Norton Antivirus 2004 utilized around 25-100% CPU, with an average of 50% CPU usage (Interesting, I don't have a multicore CPU). Peak RAM usage went at 142744K during the scan, with an average of 47164K. The test completed in 19 minutes and 57 seconds.

SteelSecurity's peak RAM usage went to 65128K during the scan, which is compared to Norton Antivirus' 142744K peak. Other times are much lower, but scanning is fairly slow as it completed the same test in 22 minutes and 34 seconds. Norton Antivirus 2004 is obviously not a fast virus scanner, and since SteelSecurity is slower than that, it's not a good sign. CPU usage is around 30-100%, with certain times around 100% when digging through archives with the rest of time around 60%. Resource usage is acceptable though.

The SteelSecurity antispam feature integrates with major email programs such as Microsoft's Outlook. A new toolbar is added (Almost identical to Norton AntiSpam, just different icons) to mark something as spam or not spam.

A wizard can be manually started via the new toolbar or that it automatically starts the first time you run Outlook after installing SteelSecurity. The wizard configures where your Spam folder is, and digs through your emails to "learn" non-spam and spam patterns. Good idea, but I've tried to run it twice to dig through my emails to learn patterns of my emails and Outlook crashed both times as the dig is in progress.

Overall, SteelSecurity is a great approach to internet security with gaming in mind.
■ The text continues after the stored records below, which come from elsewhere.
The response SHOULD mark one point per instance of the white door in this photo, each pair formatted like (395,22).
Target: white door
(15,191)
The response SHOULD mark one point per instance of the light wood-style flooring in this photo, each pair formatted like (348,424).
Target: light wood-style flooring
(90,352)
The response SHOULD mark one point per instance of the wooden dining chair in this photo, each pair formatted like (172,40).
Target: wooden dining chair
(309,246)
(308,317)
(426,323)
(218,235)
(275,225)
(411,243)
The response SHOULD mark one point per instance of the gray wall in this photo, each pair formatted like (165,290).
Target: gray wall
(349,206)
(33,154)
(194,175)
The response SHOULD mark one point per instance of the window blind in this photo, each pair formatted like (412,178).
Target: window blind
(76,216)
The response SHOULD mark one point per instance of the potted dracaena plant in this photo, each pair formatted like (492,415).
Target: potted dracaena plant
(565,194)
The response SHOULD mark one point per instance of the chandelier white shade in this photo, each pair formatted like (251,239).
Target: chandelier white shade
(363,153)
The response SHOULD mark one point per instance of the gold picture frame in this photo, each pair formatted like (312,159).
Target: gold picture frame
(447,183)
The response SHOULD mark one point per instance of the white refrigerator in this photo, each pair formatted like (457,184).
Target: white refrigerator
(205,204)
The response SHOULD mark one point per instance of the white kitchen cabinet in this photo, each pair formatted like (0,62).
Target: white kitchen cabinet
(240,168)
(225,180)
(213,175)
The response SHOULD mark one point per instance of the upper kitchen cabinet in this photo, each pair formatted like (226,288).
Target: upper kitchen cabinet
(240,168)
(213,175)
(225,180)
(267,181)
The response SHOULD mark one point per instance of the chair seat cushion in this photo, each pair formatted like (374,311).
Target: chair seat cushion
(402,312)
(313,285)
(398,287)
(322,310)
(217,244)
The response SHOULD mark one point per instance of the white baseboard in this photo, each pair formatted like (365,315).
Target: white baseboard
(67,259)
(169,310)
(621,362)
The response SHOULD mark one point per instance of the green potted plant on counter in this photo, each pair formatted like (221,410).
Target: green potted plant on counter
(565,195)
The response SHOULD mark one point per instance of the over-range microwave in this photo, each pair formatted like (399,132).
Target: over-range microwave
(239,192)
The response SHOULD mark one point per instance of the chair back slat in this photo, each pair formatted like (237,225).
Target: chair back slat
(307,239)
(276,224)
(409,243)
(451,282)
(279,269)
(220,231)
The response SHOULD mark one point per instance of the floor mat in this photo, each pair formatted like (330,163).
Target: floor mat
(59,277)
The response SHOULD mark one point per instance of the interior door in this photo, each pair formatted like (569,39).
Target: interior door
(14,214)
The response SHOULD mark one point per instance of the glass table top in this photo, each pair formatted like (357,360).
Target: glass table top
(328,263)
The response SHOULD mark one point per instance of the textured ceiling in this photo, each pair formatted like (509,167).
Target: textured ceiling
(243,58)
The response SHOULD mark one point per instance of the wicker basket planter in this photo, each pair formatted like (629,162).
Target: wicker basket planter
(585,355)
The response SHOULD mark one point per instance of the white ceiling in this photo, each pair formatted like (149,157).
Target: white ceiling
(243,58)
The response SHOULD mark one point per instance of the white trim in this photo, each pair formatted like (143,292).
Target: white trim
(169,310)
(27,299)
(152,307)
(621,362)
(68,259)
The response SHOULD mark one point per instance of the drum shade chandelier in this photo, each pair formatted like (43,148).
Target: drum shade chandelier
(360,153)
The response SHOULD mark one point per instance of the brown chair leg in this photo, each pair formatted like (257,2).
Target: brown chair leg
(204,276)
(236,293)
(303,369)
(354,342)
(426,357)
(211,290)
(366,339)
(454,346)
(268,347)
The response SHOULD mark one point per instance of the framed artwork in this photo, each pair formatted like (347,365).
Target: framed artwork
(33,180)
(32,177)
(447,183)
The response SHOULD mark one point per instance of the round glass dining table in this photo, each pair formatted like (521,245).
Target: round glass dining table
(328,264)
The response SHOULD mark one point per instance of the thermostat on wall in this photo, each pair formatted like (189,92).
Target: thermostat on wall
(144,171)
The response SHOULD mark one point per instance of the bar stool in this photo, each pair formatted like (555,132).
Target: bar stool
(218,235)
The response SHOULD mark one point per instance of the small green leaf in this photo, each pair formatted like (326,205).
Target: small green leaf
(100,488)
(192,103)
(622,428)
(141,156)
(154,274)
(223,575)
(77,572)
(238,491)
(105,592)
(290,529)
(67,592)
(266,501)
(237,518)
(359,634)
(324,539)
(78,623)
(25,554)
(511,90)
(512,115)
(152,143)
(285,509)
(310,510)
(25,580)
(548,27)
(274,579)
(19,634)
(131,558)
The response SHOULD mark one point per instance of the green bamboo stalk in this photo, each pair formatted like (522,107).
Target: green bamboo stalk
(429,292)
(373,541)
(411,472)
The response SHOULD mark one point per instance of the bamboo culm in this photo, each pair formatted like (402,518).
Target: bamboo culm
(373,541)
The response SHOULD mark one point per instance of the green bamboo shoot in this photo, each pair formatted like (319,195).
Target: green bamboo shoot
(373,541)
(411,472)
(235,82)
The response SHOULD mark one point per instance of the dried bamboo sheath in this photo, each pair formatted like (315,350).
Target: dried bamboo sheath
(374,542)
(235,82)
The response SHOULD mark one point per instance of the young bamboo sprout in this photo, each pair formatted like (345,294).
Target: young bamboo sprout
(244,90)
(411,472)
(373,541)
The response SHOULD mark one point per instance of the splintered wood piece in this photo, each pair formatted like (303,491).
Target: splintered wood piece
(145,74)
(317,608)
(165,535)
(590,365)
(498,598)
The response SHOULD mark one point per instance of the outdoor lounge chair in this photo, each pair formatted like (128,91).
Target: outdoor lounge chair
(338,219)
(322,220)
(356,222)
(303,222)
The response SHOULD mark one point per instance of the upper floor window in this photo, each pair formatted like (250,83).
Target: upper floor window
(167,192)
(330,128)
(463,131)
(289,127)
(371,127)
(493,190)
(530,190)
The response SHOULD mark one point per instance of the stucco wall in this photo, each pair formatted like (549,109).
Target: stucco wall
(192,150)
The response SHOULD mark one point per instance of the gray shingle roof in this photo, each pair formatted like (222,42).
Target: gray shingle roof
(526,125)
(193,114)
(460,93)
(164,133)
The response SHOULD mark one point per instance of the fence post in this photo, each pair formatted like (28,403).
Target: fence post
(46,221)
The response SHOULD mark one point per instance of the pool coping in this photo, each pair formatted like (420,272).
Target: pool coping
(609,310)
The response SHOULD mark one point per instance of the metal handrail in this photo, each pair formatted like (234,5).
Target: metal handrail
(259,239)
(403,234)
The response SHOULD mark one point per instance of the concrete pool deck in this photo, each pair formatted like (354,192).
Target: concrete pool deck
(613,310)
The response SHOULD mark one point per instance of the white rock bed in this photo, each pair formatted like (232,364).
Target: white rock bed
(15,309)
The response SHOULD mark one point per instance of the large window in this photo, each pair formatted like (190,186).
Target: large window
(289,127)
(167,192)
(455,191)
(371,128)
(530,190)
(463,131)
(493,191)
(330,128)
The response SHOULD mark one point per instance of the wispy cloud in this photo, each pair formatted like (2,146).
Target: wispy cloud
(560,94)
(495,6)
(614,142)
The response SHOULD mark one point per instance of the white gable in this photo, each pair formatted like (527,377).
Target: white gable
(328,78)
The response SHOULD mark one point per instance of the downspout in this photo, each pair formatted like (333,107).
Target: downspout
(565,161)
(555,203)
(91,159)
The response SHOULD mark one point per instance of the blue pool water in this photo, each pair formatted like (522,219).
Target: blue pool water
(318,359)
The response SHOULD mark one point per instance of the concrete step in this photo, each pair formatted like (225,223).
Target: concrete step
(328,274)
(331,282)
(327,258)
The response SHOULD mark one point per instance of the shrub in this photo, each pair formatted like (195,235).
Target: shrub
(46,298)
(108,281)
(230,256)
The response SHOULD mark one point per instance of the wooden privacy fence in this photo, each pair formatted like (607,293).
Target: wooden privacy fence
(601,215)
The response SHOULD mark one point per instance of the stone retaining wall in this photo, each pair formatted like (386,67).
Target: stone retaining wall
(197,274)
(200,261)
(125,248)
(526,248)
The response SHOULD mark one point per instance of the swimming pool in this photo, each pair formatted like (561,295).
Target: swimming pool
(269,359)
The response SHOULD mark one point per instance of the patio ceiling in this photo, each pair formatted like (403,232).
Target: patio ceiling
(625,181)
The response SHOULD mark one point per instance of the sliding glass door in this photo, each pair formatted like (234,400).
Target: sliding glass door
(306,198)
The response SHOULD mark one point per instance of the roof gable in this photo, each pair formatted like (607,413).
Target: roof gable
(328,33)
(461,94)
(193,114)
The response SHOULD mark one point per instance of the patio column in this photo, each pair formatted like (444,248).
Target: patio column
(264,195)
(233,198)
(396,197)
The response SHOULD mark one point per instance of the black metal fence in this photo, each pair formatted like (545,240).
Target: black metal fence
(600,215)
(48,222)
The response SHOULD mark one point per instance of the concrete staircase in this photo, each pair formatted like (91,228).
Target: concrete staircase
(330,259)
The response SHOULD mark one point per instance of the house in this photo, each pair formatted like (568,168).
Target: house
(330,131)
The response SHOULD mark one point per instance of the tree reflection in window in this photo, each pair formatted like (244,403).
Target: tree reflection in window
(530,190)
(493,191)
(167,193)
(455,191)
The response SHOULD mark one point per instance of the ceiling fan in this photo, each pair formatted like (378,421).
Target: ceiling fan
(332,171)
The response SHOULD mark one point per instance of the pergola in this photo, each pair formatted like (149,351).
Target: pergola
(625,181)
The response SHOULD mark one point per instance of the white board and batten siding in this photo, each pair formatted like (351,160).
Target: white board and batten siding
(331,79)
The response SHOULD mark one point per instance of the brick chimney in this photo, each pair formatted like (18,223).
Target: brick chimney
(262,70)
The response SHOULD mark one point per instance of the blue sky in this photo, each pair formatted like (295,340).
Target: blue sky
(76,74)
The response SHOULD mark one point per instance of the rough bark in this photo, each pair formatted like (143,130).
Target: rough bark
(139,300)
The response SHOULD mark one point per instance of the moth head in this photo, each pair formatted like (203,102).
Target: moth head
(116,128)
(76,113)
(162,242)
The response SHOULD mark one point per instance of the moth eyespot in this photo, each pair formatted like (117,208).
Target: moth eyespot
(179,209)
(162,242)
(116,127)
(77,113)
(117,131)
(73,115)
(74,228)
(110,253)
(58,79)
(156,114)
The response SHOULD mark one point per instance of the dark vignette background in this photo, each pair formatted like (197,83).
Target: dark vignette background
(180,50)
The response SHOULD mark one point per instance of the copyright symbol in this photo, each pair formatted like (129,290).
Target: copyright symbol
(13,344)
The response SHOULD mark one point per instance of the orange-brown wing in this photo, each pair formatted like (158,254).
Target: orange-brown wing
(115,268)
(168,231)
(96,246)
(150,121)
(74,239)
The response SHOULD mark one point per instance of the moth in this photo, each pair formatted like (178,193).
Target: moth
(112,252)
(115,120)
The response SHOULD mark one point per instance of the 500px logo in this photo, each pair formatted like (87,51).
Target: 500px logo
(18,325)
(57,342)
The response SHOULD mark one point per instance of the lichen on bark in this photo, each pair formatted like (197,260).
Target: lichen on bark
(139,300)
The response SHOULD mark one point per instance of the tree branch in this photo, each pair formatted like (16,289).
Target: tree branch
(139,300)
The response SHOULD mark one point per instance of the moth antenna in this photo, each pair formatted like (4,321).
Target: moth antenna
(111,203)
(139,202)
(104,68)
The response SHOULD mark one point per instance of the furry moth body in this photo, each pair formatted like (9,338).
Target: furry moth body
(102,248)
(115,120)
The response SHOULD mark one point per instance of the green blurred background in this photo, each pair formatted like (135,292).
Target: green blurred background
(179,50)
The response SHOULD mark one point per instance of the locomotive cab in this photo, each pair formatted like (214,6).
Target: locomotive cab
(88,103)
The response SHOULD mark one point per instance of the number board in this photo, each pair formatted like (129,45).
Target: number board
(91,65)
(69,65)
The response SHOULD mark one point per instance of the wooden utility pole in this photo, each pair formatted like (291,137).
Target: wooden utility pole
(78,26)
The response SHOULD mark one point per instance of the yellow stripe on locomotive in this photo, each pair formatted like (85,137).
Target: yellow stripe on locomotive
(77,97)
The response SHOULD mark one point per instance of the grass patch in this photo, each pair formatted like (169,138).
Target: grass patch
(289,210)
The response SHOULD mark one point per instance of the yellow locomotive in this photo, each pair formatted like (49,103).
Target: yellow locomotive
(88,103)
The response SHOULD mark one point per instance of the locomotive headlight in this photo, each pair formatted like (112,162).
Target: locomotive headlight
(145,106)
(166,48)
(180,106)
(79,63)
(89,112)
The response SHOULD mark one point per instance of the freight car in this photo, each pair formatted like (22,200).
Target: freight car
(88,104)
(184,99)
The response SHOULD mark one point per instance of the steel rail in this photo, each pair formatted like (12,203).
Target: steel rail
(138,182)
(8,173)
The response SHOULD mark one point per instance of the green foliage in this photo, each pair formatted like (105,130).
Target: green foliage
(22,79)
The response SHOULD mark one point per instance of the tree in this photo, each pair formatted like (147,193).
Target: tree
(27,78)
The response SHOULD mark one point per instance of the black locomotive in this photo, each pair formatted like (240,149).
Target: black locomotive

With unique features such as gaming profiles as well as online backup, its resource usage is also very acceptable. Easy to use and well optimized for both beginners and advanced users, as well as no requirement for CD Key for every installation, SteelSecurity is a great piece of software -- but scan speed really needs improvement, and there is room for minor improvements in certain areas. I don't have much to compare to in terms of resource usage and scanning performance, and I don't have any results for detection rate due to limited resources as I mentioned earlier. You'll have to check other reviews for that if someone else can put that in. I can't give a definite recommendation of how good this really is, but from what I have, it's a great product with many advantages and certain insignificant drawbacks. If you want to pay the $69.00 for it, that is.

Special thanks to Thomas over at SteelSeries for making this report possible.

Easy to use, acceptable resource usage as well as nice unique features. Scan speed can be improved.